Below are five of the most dangerous drugs based on potency and likelihood of causing (or contributing to) death.
#1 Fentanyl and Carfentanil
Fentanyl – around 50 to 100 times more potent than morphine – is only prescribed in small doses for severe pain (such as post-surgery or for cancer patients). Even 2 milligrams can be lethal.
Carfentanil has no approved medical uses or human applications. It is 100 times stronger than regular fentanyl and 10,000 times as potent as morphine, making it one of the deadliest drugs known to man.
Alcohol ranks high in this list due to death count alone. Unlike other drug substances, potency or “overdose” on alcohol contributes less to the cause of death as does the resulting likelihood to engage in dangerous activities.

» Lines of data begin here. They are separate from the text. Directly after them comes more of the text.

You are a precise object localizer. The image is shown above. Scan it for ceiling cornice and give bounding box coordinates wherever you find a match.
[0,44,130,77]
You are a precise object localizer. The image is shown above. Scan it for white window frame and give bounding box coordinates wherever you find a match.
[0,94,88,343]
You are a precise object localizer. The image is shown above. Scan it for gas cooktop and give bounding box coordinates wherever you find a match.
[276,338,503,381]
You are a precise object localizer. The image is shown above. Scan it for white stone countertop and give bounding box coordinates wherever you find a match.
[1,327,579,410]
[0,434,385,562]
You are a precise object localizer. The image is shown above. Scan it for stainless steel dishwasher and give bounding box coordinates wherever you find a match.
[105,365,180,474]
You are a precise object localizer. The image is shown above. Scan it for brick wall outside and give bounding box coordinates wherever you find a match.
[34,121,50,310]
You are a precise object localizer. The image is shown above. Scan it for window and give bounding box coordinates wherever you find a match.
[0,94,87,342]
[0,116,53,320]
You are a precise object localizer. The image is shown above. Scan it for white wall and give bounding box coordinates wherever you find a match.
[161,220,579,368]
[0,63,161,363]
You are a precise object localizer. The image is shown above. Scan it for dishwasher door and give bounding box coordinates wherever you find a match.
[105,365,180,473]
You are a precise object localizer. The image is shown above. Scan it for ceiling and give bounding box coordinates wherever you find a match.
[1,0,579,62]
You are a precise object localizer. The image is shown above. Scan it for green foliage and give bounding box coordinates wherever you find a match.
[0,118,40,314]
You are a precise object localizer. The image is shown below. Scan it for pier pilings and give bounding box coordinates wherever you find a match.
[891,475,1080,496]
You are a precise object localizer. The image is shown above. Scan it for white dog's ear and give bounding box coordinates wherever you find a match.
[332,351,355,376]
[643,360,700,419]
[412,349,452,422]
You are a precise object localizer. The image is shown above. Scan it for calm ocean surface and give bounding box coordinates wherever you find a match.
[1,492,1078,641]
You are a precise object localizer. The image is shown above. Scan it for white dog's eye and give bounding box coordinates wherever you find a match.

Drunk driving claims around 10,000 lives in the US annually, and estimated 88,000 Americans die from alcohol-related causes every year.
Opioid drugs have passed automobile accidents in the U.S. as the single largest cause of death. Heroin is incredibly addictive and one of the hardest drugs to quit, as it can cause painful withdrawals.
Methamphetamine (meth) is a powerful stimulant drug with extremely high addiction potential – even from first use. It is one of the few drugs to surpass fentanyl in annual overdose rate. Signs of meth overdose include hallucinations, seizures, hyperthermia, and excessive sweating.
Like alcohol, smoking’s high death rate stems not from overdose, but from directly related effects. Smoking is the leading cause of preventable death in the US, with more than 480,000 deaths per year often as a result of long-term health effects such as cancer and other diseases.